Heh, blame, guilt and and moralizing are funny things. Not things I’m terribly interested in actually; much more interested in what the steps afterwards should be.
A few options:
* winners apologize to losers
* sack winning coach
* give ref power to end games prematurely
* add skunk rule
* remove losing team from league play
Since I’m coming from a designer’s viewpoint, adding a skunk rule is what I’d be interested in doing
if the winning team took it easy, and lost, I wonder if they’d be in the news for a different reason?
http://www.chessvibes.com/reports/9-year-old-indian-beats-a-gm/
I used to play basketball in my youth and
once we lost 199-18 (yes, one-nine-nine).
I don’t remember anybody being fired nor
issuing any excuse. But I guess this happens
when politically correctness reaches the absurd
levels of nowadays…
p.s. at the end of the game. they didn’t reach 200
only because I elbowed the one player that was
going to shoot an make it… ;-)
“[D]on’t you think that the losing team was aware of the rules they were playing by? And isn’t it even more humiliating to be told that, “hey, we won’t seriously try to play against you since you all have learning disabilities”?”

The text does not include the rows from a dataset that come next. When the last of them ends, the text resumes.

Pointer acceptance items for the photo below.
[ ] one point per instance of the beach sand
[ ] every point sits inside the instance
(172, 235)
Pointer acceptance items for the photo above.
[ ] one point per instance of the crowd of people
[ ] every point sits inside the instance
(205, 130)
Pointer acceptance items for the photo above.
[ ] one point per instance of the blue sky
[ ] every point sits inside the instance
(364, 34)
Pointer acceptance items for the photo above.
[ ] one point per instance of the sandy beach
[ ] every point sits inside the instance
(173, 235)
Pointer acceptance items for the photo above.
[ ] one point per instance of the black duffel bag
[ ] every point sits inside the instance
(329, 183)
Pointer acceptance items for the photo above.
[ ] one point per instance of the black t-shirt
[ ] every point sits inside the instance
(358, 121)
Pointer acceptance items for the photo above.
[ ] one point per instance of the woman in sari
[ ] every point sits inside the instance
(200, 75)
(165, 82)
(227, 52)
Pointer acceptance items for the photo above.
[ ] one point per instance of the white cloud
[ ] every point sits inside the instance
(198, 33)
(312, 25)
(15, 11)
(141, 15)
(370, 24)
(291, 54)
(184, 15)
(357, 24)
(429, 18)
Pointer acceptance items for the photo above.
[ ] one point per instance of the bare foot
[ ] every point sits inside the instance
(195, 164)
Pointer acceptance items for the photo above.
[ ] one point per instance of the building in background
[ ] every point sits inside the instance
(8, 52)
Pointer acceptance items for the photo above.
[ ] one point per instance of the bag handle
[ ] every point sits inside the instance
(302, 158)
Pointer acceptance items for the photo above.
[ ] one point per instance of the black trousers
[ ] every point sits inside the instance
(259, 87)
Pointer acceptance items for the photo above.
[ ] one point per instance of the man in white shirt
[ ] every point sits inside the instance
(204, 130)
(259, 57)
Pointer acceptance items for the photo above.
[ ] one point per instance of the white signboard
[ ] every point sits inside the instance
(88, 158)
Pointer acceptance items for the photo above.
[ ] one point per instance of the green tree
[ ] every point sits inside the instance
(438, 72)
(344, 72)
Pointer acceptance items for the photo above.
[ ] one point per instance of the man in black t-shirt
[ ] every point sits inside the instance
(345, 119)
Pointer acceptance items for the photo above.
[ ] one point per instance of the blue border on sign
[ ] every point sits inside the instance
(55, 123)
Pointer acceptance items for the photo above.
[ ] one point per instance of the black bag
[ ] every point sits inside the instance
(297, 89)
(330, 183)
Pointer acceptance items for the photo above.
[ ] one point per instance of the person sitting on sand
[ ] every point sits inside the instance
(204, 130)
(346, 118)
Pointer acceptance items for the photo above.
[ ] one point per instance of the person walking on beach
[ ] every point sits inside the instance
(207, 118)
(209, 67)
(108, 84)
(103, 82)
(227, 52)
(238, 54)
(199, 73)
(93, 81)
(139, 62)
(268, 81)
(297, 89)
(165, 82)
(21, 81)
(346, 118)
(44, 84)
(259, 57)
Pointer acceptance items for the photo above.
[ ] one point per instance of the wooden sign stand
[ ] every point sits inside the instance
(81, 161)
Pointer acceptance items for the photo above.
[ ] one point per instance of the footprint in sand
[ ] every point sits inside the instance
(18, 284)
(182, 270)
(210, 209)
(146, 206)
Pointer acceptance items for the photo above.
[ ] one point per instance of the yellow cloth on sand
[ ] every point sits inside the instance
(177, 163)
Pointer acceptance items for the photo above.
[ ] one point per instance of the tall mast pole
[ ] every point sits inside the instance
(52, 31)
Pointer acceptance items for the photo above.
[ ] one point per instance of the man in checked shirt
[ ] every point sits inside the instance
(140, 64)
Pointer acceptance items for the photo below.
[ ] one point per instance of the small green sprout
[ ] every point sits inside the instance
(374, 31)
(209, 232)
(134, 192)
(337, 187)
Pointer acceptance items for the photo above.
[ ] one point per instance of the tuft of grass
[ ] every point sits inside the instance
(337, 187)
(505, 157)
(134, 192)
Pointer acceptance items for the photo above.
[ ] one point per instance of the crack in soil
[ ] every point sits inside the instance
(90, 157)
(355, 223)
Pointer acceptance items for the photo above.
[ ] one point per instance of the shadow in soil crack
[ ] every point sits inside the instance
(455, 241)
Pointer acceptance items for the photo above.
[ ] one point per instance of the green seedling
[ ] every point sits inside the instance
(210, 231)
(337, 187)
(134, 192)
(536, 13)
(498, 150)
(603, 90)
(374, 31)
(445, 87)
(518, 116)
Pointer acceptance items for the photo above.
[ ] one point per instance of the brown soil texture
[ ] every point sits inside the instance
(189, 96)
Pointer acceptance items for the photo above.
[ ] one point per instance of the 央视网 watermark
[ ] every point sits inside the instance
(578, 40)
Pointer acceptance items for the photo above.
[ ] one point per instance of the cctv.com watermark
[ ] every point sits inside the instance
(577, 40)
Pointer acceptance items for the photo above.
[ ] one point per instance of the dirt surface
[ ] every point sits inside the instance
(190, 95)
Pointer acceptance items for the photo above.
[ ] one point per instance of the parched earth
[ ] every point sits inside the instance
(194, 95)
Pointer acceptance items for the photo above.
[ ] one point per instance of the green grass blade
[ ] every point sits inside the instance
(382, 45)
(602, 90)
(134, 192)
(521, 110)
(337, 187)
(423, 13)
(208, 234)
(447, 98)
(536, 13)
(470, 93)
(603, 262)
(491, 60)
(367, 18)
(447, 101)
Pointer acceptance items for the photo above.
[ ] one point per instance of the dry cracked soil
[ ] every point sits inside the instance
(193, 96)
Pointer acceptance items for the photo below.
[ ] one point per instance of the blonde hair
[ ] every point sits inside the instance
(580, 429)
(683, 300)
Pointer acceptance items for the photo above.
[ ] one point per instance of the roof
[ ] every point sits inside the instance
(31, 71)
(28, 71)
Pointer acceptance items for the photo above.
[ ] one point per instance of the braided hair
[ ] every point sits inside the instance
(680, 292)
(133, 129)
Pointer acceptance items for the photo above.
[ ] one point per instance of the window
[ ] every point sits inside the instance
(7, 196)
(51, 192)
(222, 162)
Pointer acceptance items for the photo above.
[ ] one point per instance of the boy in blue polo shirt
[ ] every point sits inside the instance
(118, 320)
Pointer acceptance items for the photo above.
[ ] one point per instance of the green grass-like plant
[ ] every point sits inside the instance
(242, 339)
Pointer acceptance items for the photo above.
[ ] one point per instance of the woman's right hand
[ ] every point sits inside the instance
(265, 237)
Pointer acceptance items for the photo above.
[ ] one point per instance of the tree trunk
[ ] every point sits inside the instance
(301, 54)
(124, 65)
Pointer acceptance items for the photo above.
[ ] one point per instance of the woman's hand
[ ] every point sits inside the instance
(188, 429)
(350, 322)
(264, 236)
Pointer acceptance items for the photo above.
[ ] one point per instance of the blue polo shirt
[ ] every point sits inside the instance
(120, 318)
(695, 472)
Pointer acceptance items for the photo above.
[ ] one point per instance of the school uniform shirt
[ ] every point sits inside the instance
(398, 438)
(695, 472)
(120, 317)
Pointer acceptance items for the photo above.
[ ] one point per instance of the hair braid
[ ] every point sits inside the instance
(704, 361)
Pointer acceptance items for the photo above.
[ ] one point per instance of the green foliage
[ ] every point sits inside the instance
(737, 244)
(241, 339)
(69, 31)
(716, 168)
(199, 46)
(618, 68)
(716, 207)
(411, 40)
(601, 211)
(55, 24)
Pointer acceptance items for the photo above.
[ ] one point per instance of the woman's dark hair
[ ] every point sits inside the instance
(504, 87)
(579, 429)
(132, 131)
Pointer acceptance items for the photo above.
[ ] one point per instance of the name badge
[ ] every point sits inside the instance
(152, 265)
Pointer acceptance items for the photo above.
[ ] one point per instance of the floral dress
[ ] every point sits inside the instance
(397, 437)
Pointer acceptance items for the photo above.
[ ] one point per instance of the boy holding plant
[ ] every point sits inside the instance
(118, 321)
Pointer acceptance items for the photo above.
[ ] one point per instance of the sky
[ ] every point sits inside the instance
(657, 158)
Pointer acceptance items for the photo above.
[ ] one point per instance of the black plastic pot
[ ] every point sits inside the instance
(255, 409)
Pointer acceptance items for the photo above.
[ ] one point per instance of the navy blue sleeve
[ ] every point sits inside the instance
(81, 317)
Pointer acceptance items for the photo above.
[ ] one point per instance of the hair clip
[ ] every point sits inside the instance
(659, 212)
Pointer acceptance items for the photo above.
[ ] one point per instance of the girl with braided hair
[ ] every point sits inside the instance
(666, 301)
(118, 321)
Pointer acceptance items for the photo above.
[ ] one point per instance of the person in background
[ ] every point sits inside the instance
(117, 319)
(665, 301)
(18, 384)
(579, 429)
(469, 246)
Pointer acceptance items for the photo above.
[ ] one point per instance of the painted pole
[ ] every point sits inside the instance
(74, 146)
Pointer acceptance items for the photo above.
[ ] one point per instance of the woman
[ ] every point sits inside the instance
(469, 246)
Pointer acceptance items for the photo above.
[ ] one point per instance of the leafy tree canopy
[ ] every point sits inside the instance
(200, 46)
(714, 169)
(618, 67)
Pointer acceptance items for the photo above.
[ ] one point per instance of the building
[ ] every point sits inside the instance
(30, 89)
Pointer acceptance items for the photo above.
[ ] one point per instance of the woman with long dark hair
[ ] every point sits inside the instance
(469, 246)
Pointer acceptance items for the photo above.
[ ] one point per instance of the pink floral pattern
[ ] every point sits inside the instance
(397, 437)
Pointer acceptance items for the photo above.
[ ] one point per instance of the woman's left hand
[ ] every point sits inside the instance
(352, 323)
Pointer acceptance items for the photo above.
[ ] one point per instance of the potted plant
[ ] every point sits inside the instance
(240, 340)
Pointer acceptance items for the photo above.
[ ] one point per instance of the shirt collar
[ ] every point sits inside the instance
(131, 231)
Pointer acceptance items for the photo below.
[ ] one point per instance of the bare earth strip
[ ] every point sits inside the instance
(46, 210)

By all means, play seriously against them — for say, the first half or so. But once you’re up, say 50-0 to nothing, it’s pretty clear to all involved that there is no “serious” chance of the other team winning the game. In that situation, it becomes obvious that one team so far outclasses the other that the situation is more like dunking on the six year old than the 96 Bulls blowing out the Wizards. And whereas the Bull and the Wizards are both (supposedly, anyway) comprised of highly talented, highly paid individuals competing in a league with a salary cap in place to ensure rough competative parity, the players in this instance were amatures, kids, competing in a small schools league, where wide disparities in amount of funds and size of talent pool between teams are commonplace. Whether the kids had learning disabilities has nothing to do with it.